“MY INFANT WAS being transported at the loading dock. We were evacuated from Lower Manhattan Hospital. I had my four-year-old with me, because his father is working tonight. He’s a firefighter and is trying to help with the flooding. My son was standing beside me one moment and when I turned around he was gone.”
The panicked woman ran her hands through her wet, stringy hair.
“He doesn’t usually wander off like this. Especially in a storm. He was frightened. They were so busy at the loading docks, trying to get the patients out of the storm, I followed footprints as far as I could and ended up here. I was hit by a storm surge, though, and... Oh, God. I can’t bear to think of something happening to him.”
No, this was different. This is your chance. You can save this life.
Zac’s stomach twisted. This was all too familiar. He took a deep breath. He had this. He wasn’t alone this time. He had Ella.
Do you?
They would find this boy. He and Ella would find him and he could lay his ghosts to rest. He could move on maybe.
He needed to find this child. He couldn’t be haunted any more.
He needed his life back.
“Okay, we’ll look for him,” Ella said calmly. “We’ll get you settled first and then I will look for him.”
“There’s no time for that,” Zac snapped, as he grabbed a Manhattan Mercy coat from where they were hanging by the ambulance bay doors.
“Time for what?” Ella asked in confusion as she left the frantic mother with the nurses.
“To get her settled. We have to find that boy.” Zac zipped up his coat and then headed out into the storm. He heard Ella calling him, but time was of the essence. The mother was fine, albeit wet.

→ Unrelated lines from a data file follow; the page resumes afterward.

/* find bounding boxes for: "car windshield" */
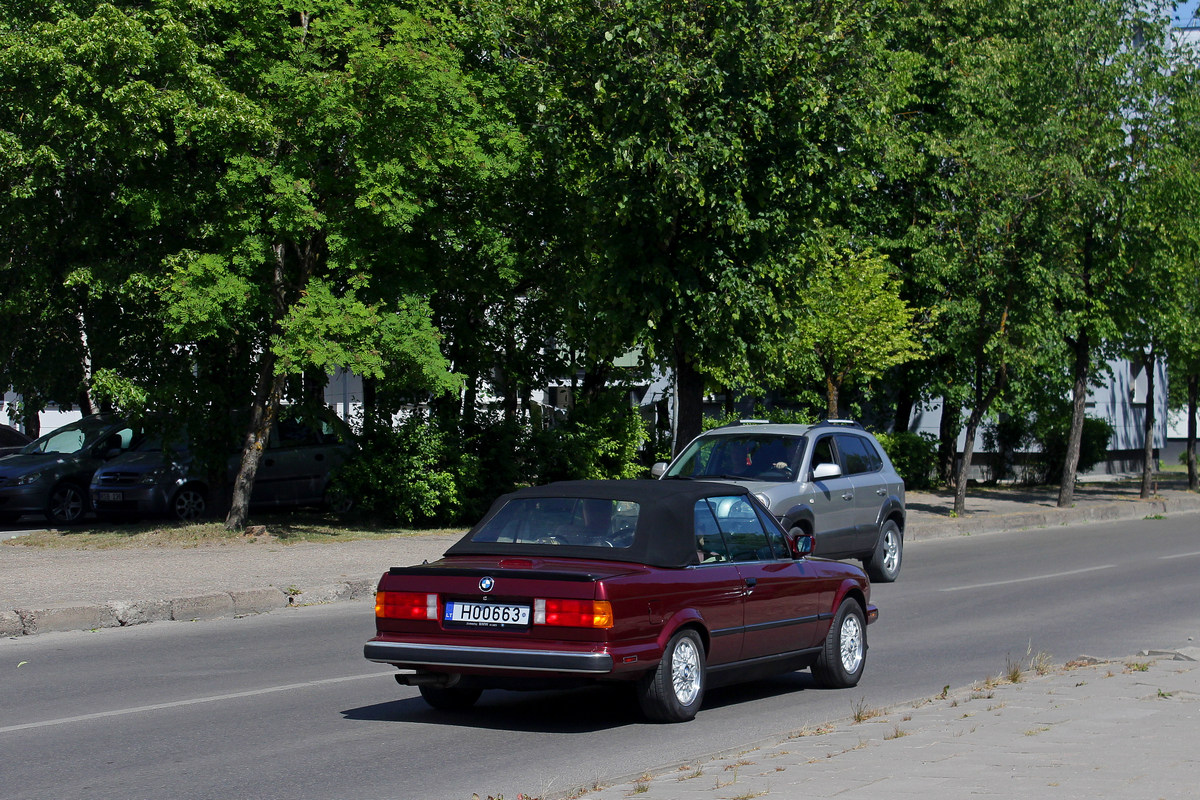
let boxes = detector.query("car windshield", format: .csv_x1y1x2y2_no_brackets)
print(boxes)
666,432,806,482
470,498,640,548
22,420,133,455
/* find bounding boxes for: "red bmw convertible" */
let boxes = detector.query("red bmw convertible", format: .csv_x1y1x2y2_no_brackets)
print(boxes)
364,481,878,722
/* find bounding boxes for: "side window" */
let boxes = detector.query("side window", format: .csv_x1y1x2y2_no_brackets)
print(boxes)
275,417,317,447
755,506,792,559
673,437,720,476
692,500,730,564
838,434,875,475
810,437,838,469
708,497,775,561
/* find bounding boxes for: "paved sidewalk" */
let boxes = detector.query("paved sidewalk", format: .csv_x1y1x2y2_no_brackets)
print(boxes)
0,481,1200,637
0,483,1200,800
583,648,1200,800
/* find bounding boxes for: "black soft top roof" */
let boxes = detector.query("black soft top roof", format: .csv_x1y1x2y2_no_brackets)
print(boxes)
446,480,749,567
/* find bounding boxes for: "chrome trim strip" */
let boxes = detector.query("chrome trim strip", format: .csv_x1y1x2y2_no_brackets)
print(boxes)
362,642,613,674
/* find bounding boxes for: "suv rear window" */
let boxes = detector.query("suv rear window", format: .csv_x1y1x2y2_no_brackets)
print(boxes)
665,433,805,482
838,433,883,475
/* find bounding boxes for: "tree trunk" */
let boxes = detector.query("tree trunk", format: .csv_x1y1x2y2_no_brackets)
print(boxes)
673,343,704,456
226,348,287,530
954,409,986,517
1140,350,1157,500
826,374,840,420
937,395,962,485
892,389,913,433
20,395,40,439
1058,332,1092,509
1188,373,1200,492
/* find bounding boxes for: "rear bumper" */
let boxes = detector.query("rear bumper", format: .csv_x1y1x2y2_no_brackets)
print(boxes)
362,640,613,675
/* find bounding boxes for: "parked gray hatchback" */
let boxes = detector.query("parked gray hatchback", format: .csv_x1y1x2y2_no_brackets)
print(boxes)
652,420,905,583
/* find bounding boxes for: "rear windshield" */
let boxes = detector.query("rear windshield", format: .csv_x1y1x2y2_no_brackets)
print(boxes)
470,498,640,548
666,433,805,482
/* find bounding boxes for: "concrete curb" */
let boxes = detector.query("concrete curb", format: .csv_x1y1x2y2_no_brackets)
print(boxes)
905,497,1200,541
0,581,374,637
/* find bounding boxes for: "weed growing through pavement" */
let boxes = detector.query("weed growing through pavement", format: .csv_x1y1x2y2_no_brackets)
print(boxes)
851,697,883,722
1004,656,1024,684
787,722,835,739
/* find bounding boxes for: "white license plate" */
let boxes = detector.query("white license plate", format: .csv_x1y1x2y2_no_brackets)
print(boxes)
444,600,529,627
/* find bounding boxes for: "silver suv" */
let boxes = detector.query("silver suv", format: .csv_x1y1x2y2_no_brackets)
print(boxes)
652,420,905,583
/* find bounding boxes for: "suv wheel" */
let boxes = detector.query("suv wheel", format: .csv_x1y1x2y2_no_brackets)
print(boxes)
864,519,904,583
46,481,88,525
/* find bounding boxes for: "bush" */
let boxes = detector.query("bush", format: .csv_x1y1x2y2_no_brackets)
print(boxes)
336,416,460,525
534,391,647,482
875,432,937,489
1033,416,1114,483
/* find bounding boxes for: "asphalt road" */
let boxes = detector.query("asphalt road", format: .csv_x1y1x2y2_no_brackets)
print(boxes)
0,515,1200,800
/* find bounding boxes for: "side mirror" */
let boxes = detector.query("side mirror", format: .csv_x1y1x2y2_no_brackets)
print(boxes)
788,534,816,559
812,464,841,481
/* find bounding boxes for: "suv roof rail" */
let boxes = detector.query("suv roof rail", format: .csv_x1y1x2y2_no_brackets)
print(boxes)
812,420,865,431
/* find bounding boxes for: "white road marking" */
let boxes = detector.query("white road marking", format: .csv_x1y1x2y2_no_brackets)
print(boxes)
0,673,390,733
938,564,1116,591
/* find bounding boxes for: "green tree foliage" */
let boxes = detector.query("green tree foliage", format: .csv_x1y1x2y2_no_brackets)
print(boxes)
775,241,922,419
512,0,904,447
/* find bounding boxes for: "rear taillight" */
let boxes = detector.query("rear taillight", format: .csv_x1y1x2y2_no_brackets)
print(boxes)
376,591,438,619
533,597,612,627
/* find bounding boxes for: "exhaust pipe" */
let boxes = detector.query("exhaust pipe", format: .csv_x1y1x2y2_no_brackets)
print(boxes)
396,672,462,688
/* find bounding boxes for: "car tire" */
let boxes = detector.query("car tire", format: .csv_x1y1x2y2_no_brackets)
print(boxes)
46,481,88,525
637,628,706,722
421,686,484,711
170,485,209,522
863,519,904,583
812,597,866,688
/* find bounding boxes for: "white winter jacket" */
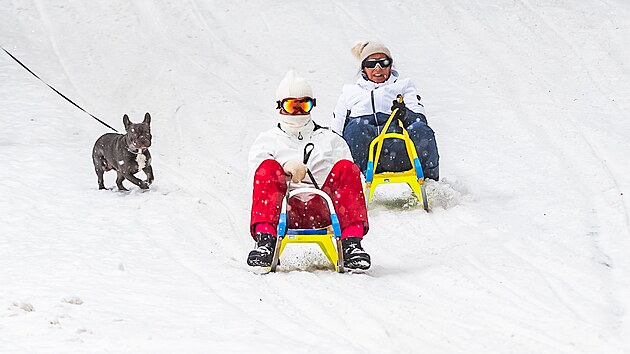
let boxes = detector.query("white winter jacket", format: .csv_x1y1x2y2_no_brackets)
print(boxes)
248,120,352,189
330,70,426,135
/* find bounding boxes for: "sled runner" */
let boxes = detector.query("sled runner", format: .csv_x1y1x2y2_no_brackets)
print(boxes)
270,188,344,273
365,95,429,212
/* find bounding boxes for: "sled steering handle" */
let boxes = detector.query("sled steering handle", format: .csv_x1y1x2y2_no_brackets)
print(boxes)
302,143,315,165
302,143,319,189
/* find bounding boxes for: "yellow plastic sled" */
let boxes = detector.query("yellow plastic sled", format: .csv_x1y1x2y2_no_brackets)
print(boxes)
365,95,429,212
270,188,344,273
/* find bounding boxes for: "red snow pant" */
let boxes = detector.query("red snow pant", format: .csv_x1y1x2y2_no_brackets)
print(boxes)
250,160,369,240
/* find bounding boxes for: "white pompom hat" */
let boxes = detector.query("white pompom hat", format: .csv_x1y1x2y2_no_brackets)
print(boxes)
351,41,393,64
276,70,313,101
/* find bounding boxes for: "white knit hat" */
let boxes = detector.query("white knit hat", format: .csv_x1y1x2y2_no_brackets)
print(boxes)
351,41,392,64
276,70,313,101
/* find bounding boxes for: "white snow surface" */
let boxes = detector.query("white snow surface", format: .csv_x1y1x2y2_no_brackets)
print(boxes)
0,0,630,353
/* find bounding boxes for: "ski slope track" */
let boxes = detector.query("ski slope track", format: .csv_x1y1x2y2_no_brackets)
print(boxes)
0,0,630,354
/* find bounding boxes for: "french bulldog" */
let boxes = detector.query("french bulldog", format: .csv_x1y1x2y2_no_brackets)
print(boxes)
92,112,154,191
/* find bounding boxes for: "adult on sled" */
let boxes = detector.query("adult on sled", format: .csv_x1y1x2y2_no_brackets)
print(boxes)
330,41,440,181
247,71,370,269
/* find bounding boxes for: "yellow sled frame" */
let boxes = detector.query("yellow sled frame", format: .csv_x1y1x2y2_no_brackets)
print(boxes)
365,95,429,212
269,188,344,273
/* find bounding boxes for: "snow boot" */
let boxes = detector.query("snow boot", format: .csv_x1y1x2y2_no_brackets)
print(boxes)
341,237,371,270
247,232,276,267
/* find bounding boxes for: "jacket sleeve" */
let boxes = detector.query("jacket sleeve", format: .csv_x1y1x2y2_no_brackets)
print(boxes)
330,92,348,136
403,79,427,127
247,133,274,181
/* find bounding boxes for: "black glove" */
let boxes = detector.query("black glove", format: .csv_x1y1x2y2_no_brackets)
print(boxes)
392,100,407,121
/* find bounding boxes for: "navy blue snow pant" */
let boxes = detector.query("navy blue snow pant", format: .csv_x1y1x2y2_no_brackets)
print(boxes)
343,117,440,181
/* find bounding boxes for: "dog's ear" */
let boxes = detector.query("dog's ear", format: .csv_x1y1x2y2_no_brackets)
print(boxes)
142,112,151,125
123,114,131,130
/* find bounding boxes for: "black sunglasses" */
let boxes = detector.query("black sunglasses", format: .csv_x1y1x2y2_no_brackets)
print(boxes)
363,58,392,69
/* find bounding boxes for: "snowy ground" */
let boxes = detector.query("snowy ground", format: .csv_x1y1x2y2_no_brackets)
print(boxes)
0,0,630,353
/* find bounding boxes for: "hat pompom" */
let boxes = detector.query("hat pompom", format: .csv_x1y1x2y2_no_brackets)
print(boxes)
276,70,313,101
352,41,392,63
350,41,369,59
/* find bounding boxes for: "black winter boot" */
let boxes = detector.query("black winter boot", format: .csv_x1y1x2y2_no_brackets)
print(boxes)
341,237,371,269
247,232,276,267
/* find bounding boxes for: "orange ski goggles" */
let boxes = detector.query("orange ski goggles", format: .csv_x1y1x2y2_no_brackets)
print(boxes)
276,97,316,114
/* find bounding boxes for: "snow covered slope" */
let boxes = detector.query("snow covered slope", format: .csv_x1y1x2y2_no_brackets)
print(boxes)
0,0,630,353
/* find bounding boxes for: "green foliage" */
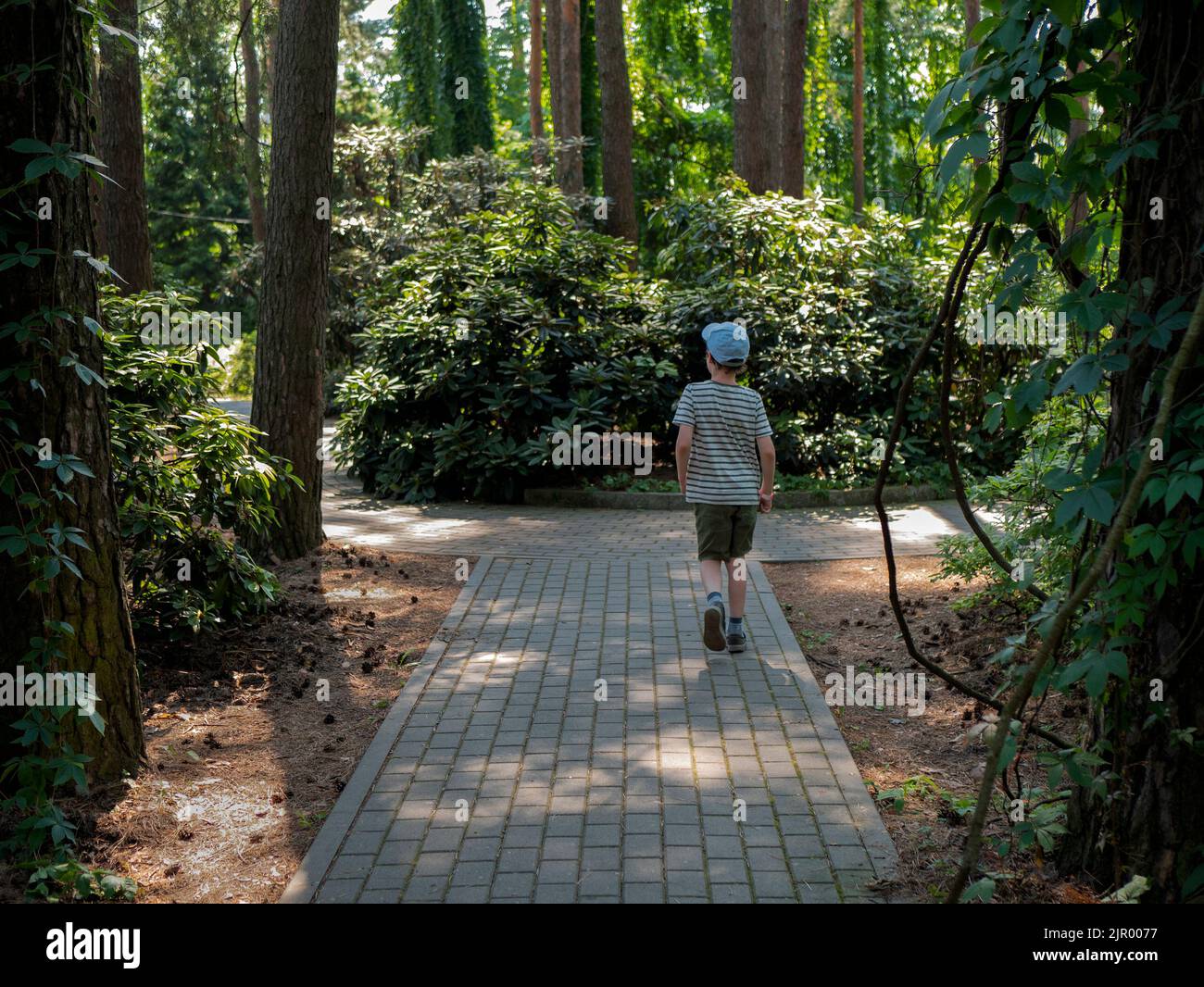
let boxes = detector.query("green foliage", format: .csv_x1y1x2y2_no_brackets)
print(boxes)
103,293,294,635
647,181,1015,485
336,180,677,501
389,0,494,166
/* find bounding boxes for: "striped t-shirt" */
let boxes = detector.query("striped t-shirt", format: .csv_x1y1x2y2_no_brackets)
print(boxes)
673,381,773,506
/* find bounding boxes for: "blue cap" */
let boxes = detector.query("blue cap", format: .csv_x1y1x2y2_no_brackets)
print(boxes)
702,322,749,368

The boy was not. He was in danger, Zac knew it.
And he needed to save this boy. This couldn’t happen again. Another child couldn’t die. Not again. If he made this right, maybe everything could work out.
Who are you kidding?
“Zac!” Ella called out, over the roar and rush of the storm. “Wait!”
He glanced over his shoulder to see Ella bundled in a Manhattan Mercy coat, wading through a foot of water left over from the last storm surge and it made him quake in fear. An image of her being swept away hit him hard.
It was a visceral reaction, one he wasn’t prepared for. He could see Rojas’s face rising from the shadows and the swirling snow like a ghost.
“Go back!” he shouted. He didn’t want Ella risking her life. This was his fight. He couldn’t bear it if she were hurt.
“You can’t do this alone!”
“I can! Why don’t you believe I can?” he shouted. “You need to go back.”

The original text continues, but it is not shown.